If you are concerned about any urgent health issue with your pet, you should call a vet.

That having been said, cats are hunters and will eat small animals, including rodents, birds, bugs, and lizards. If you don't notice anything unusual with your cat, there probably isn't anything to worry about. But again, if you are concerned, call your vet.

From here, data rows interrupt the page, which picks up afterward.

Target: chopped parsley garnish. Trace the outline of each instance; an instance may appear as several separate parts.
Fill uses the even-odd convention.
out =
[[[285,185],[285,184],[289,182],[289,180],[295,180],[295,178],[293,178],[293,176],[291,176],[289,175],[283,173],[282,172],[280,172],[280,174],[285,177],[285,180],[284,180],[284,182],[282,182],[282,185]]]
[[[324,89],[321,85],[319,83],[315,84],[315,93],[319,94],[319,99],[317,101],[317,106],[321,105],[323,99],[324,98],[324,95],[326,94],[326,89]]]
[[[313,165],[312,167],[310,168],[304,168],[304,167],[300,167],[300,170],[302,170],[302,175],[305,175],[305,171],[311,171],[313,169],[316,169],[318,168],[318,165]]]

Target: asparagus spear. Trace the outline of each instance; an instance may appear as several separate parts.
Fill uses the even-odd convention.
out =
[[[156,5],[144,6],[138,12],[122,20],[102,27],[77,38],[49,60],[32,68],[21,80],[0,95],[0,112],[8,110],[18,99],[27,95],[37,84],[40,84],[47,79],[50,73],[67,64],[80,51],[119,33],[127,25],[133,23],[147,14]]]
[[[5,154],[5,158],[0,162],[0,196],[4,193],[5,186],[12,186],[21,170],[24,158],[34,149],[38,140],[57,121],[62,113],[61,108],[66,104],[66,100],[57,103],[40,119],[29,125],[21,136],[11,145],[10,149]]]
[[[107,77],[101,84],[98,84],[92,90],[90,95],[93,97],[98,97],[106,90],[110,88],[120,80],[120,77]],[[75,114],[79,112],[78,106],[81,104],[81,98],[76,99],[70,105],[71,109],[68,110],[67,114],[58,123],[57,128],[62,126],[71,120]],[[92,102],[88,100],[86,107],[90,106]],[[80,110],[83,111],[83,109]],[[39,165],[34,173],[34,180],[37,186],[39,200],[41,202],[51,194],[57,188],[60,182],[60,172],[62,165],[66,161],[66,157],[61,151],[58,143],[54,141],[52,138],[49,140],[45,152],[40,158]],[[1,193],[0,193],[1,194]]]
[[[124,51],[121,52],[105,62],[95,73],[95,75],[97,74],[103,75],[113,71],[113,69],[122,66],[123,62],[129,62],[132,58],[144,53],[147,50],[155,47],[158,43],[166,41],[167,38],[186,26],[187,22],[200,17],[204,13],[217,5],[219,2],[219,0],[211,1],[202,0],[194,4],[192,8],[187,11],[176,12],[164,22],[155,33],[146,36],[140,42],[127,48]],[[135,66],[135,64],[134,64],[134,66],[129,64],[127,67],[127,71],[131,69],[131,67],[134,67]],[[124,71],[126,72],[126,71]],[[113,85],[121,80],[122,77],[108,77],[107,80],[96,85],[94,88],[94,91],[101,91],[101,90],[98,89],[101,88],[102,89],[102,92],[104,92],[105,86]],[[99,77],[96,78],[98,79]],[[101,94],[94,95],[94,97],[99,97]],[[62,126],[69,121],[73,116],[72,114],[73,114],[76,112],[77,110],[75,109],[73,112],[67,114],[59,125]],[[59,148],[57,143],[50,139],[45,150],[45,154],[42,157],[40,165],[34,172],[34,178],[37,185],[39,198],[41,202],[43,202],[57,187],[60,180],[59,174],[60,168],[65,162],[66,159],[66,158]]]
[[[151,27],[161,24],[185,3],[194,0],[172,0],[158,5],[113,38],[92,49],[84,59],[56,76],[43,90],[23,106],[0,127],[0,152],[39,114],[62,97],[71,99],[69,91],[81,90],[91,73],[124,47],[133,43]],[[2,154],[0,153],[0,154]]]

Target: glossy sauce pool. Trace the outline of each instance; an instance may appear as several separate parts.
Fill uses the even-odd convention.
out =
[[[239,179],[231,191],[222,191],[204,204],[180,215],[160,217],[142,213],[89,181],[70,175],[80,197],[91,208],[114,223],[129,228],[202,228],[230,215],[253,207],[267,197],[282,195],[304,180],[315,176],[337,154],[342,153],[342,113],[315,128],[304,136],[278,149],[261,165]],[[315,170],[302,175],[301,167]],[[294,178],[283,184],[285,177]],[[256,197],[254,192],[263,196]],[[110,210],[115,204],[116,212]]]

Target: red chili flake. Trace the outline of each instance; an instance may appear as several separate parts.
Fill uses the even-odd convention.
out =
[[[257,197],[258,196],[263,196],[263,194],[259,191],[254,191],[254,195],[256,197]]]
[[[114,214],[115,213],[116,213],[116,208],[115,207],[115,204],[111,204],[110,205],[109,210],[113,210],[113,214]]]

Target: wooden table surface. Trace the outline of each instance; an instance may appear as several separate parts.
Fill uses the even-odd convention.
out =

While this answer isn't going to be comprehensive, I had heard of one danger from cats in Florida eating lizards (though this is not contained to Florida), and this PetMD article confirmed it. When a cat eats a lizard, you have to be careful of a liver fluke infestation, which can be acquired from eating lizards which have eaten liver fluke themselves.

According to the article, which you should read because it'll be more informative than this, many cats do not display symptoms, but symptomatic cats could display any number of gastrointestinal symptoms: from fever, vomiting and diarrhea, to anorexia, jaundice, weight loss, and/or stomach distention. True diagnosis is only through microscopic observation of biopsied liver cells, or by identifying eggs in the cat's feces. Treatment requires hospitalization. You can prevent an infestation by administering a periodic preventative medicine from your veterinarian; this will probably not work on a cat that is already infected.

Check with your veterinarian; I am not a veterinarian.


Before you panic too much, think about this: in the wild your cat would hunt down rats, birds and probably small lizards.

The real hazard are the bones of the lizard (if it had any) that could harm your furry friend. If you see him/her not eating or purring all the time (cats purr when they feel pain) then go to the vet.